In a sport long known for being measured in fractions of a second, where global standards were pipped by hundredths, the record book had suddenly been mauled. It started in 2008 with the introduction of the Speedo LZR Racer, then spun out of control in 2009 when Jaked and Arena wrapped the athletes in rubber. Hundredths became tenths, and in some cases, full seconds were lopped from the previous marks.
Still, we knew there would be a day when the records would begin to go – albeit gradually. At the short-course level, it started to happen at the end of 2010. In the long-course pool, it took exactly 574 days from the ban of the supersuits to see a world record. Fittingly, it was delivered by the guy who has risen to the top of his sport in a most impressive way: Ryan Lochte. Mark the date: July 28, 2011.
In his latest 200 individual medley duel with Michael Phelps, his pal and rival, Lochte dipped under the time he established in Rome, going 1:54.00 to lower the standard of 1:54.10. Really, he needed every bit of that record performance as Phelps touched for the silver medal in 1:54.16, a personal best. It was a race for the ages and sets up a great deal of hype for the 2012 Olympic Games in London. More, it allows for a chapter to be closed.
"I wanted to do something that everyone thought was impossible," Lochte said. "Since they banned the suits, everyone thought a world record wouldn't get touched again. I wanted to show everyone that it can happen. That's why we have records. They're made to be broken. Hopefully, everyone can start realizing that it's possible and a lot more records will fall."
As is the case with any stopwatch sport, fans desire the establishment of world records. There's something special about seeing a man or woman register a time – in the water or on foot – that has never been previously produced. These records raise the profile of the sport, especially in swimming, which has often fought for the spotlight outside of Olympic years.
With the high-tech suits making the record book unrecognizable, the casual observer – those without deep knowledge of the sport – couldn't understand why times were slower than the past few years. To provide clarity, a long explanation was needed, one that included the terms polyurethane and textile. It was a lot to digest.

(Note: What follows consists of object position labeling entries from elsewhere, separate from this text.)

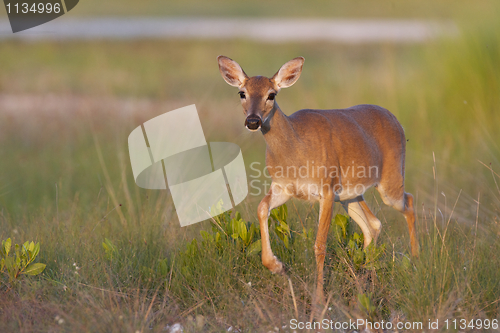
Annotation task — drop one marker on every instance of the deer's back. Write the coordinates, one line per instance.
(360, 135)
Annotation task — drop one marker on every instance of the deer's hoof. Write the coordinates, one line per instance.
(274, 265)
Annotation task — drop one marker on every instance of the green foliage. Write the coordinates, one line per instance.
(352, 243)
(243, 233)
(21, 261)
(110, 249)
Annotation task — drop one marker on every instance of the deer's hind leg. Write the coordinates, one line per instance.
(393, 194)
(359, 211)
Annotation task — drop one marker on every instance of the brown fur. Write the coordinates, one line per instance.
(357, 138)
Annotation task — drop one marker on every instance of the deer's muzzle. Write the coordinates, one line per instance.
(253, 123)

Thanks to Lochte, however, the sport can move on, burying that unfortunate chapter. Technology, we learned at the Oriental Sports Center, is beatable with dedication and hard work. Is that cliché? Yes. It's also what was proven in Shanghai, much to the delight of the packed house in attendance. The crowd had waited four-plus days to see a world record and Lochte's race was the best chance to date. He absolutely delivered.

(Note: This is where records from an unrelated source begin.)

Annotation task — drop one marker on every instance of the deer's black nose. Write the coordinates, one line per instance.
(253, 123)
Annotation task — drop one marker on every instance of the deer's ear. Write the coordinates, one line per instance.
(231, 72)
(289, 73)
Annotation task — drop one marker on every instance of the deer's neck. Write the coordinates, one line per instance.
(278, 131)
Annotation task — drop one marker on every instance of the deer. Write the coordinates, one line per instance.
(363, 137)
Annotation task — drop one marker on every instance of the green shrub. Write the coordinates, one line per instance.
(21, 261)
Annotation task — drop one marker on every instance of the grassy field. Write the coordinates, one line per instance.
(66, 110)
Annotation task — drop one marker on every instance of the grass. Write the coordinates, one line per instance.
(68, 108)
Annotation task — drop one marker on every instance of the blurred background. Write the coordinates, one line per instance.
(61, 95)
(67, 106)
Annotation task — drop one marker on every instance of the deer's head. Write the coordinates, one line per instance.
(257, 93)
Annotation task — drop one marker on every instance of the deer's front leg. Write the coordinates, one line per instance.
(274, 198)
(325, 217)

There is no question some of the world records in existence will not go anywhere for some time, perhaps many years. The women's 200 individual medley sits at 2:06.15 while the 200 butterfly is 2:01.81, nearly four seconds faster than what China's Jiao Liuyang (2:05.55) went to win this year's world title. On the men's side, the 200 free is 1:42.00, nearly two seconds quicker than either Phelps or Aussie Ian Thorpe went in a textile suit.
The next few days will reveal if Lochte's performance proves contagious. There are two other strong world-record possibilities. In the 200 breaststroke, American Rebecca Soni is expected to chase the mark of Canadian Annamay Pierse. Then there's the final night of competition, where China's Sun Yang will try to delight the home crowd by breaking the longest-standing record, that of Aussie Grant Hackett in the 1500 freestyle. Hackett's record is so monumental, it is the only standard on the men's side to have survived the tech-suit onslaught. (Kate Ziegler's 1500 free world mark from 2007 also survived the challenge.)
Whatever unfolds the rest of the way, we have learned something: Records are made to be broken – even those seemingly aided by a jetpack.